What this might look like is of course unclear. On Twitter, Victoria University law lecturer Eddie Clark argued that the Canadian version of social insurance, which he had seen first-hand, “[has] lots of exclusions, makes unemployment a personal responsibility thing rather than a community solidarity thing, and gives an excuse to drastically cut [other] unemployment benefits”. New Zealand’s politics tends to be more like those of Canada than the Netherlands, so we should heed Clark’s warning.
But things could also turn out much better. The government’s failure to raise benefits in the Budget took many, even on the right, by surprise. That may reflect a lack of courage. But it could also imply that, as rumoured, New Zealand First blocked any such attempt, or that an alternative strategy is underway. If these temporary Covid-19 payments really do make the middle classes feel better about the welfare state, they could be a precursor to both permanent social insurance and core benefit increases.

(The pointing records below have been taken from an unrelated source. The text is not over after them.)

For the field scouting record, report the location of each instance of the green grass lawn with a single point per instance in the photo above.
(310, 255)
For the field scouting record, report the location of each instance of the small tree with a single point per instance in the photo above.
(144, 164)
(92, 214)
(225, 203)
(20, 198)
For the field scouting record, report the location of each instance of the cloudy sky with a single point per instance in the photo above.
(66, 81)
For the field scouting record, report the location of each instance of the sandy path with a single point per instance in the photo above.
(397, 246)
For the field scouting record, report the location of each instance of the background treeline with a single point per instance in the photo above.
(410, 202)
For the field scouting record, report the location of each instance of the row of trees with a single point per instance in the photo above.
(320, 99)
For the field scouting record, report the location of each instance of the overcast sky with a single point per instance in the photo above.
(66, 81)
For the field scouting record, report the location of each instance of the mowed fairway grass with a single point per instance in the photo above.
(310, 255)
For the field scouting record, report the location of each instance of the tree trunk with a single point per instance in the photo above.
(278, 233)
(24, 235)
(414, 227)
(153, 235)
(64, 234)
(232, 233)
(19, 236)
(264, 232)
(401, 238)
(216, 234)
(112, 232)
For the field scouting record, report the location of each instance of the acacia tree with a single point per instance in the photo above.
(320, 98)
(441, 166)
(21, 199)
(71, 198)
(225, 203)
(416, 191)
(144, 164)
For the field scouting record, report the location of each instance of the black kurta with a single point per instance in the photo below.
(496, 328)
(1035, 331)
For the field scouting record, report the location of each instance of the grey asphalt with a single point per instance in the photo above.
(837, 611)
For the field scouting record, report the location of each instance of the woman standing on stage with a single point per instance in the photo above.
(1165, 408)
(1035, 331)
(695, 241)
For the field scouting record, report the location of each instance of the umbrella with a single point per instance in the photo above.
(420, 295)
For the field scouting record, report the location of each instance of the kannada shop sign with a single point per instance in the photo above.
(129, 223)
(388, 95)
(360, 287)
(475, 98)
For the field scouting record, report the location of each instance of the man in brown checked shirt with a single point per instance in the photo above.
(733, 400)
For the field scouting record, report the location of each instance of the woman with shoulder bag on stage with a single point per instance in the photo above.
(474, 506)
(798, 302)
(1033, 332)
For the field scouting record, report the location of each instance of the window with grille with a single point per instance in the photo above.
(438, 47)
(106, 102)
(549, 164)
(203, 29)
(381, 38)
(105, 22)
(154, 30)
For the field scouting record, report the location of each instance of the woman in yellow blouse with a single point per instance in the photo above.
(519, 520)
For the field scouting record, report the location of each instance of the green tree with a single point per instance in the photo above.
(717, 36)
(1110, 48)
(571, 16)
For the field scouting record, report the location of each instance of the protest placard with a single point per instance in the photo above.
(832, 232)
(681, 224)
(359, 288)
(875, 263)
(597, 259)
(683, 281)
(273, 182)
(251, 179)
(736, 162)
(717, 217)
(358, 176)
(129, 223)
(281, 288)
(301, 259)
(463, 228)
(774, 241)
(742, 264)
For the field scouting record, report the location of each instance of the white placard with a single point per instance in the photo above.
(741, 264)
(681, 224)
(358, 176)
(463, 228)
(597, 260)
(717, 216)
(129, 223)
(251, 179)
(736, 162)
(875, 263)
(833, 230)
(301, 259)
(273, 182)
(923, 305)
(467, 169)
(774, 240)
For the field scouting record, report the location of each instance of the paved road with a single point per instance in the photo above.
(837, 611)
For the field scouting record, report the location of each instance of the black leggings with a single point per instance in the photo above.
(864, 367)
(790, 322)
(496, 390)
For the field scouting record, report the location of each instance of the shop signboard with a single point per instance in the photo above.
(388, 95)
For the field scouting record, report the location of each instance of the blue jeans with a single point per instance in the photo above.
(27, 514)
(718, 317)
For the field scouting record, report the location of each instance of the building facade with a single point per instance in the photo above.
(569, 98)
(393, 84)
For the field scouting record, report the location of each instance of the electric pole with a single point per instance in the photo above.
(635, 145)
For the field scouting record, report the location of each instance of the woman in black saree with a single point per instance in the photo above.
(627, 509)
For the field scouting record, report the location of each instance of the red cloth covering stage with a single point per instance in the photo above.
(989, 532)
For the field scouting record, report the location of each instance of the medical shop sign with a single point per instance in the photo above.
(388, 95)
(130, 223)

And there is no doubt in my mind that those benefits need to rise. As the Welfare Expert Advisory Group’s research established, many beneficiary families have incomes $100, $200 or even $300 a week below what they would need to pay their bills, participate in their community and lead a life of at least minimal dignity. But raising those benefits is not incompatible with creating a social insurance scheme.
All this is conjecture, of course; I have no more idea than most people about the government’s true intentions. My only point is that the Covid-19 payments, far from being an insult to the already unemployed, are not just a sensible way to cushion the blow of a colossal economic shock: they could be a step on the way towards a welfare system that genuinely, and generously, helps us collectively insure against the social risks that are far too large for any one individual to manage.